The CEO of Entrust said his company has made sweeping organisational changes in the wake of Google’s bombshell decision to block sites using its certificates – saying “we are committed to improvement” going forward.
Entrust CEO Todd Wilkinson made the comments after Google said Entrust’s “publicly disclosed incident reports highlighted a pattern of concerning behaviors by Entrust that… eroded confidence in its competence, reliability, and integrity as a publicly-trusted CA Owner.”
Chrome will block sites using certificates issued by Entrust from November 1, 2024 onwards, it said to industry consternation last week.
But Entrust said it can continue to serve customers: “All Entrust TLS certificates issued through October 31, 2024, will be trusted by default by Google through their expiration date. After October 31, we will have the operational capabilities to serve customers’ certificate needs, with alternative or even partner roots if necessary” Wilkinson wrote on July 1.
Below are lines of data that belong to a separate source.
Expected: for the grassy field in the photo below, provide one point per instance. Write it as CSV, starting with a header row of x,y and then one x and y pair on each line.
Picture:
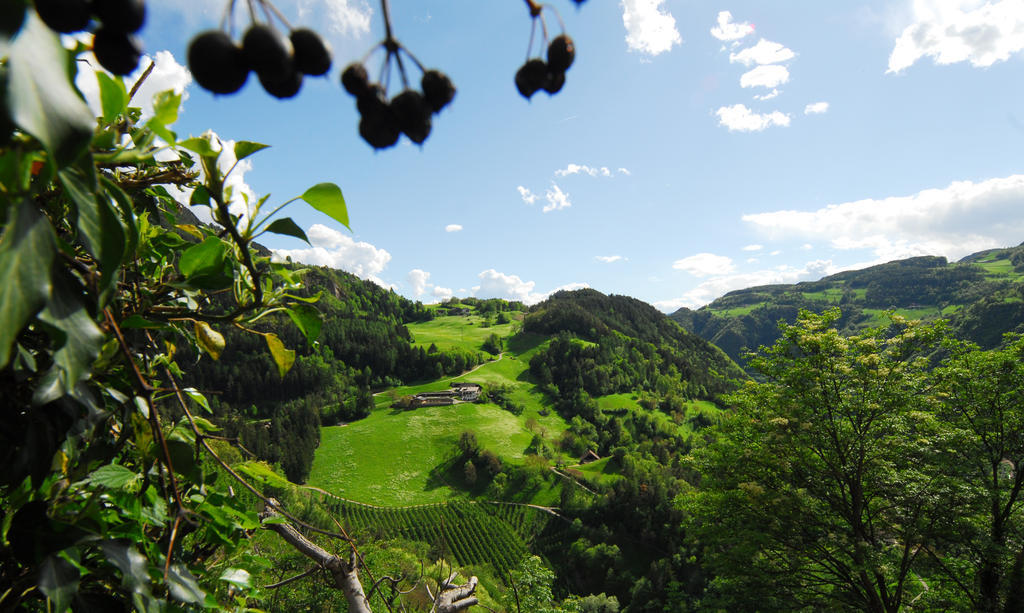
x,y
456,332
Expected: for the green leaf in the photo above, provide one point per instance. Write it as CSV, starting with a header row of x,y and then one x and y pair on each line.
x,y
198,398
183,585
201,195
113,96
27,251
238,577
206,266
199,145
287,227
132,564
244,148
210,340
282,356
97,223
42,98
307,319
77,335
113,476
327,199
139,322
58,580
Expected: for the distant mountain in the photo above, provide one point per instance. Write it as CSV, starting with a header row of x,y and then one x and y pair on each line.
x,y
982,297
636,348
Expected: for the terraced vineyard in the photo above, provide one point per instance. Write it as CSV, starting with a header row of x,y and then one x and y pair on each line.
x,y
471,533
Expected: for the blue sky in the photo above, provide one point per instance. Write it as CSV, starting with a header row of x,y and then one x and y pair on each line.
x,y
696,147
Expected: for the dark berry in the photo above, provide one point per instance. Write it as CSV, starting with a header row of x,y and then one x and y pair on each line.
x,y
531,77
282,88
413,115
437,89
11,17
116,51
65,15
373,100
216,62
554,82
311,54
354,80
121,15
267,51
561,52
379,129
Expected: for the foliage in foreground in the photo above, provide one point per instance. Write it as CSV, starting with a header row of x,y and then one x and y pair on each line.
x,y
858,478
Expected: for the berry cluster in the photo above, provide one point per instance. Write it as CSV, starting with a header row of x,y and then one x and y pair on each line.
x,y
114,43
222,67
538,74
549,76
382,121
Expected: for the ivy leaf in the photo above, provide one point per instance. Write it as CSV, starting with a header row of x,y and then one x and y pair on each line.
x,y
97,223
165,106
41,97
206,266
133,565
282,356
198,398
327,198
78,336
210,340
27,251
113,476
183,585
287,227
58,580
244,148
307,319
113,96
Wilkinson added, controversially, that the certificate “mis-issuance” incidents at the heart of Google and Mozilla’s concerns (as expressed robustly to it via industry forums) had stemmed from “misinterpretation we made of CA/Browser Forum compliance requirements.”
Several public bug reports visible via CA/B forums show Entrust’s own staff admitting to “human error, and insufficient process governance” as the cause of mis-issuance incidents as well as acknowledging that they failed to notify Apple and Microsoft Root Program teams of incidents.
Entrust has now “made changes in our organization, processes, and policies. For example, we have moved the CA product compliance team into our global compliance and operations teams to fully leverage the more robust capabilities of this larger organization” Wilkinson wrote.
“We have instituted a cross-functional change control board and a technical change review board to catch similar issues in the future.
“We are accelerating R&D for TLS certificate compliance and automation-related work while also improving the tracking of our public commitments and revising our public incident response practices to ensure such issues do not occur again,” the CEO wrote early this week. (Blog. FAQs)
“We respectfully ask for your patience as we work to ensure that you have no disruptions to the service you have come to expect from Entrust.”
Privately held Entrust reports revenues of close to $1 billion annually and approximately 10,000 customers globally including banks and governments. It is among the world’s largest digital certificate providers and also offers identity and cryptographic key management software.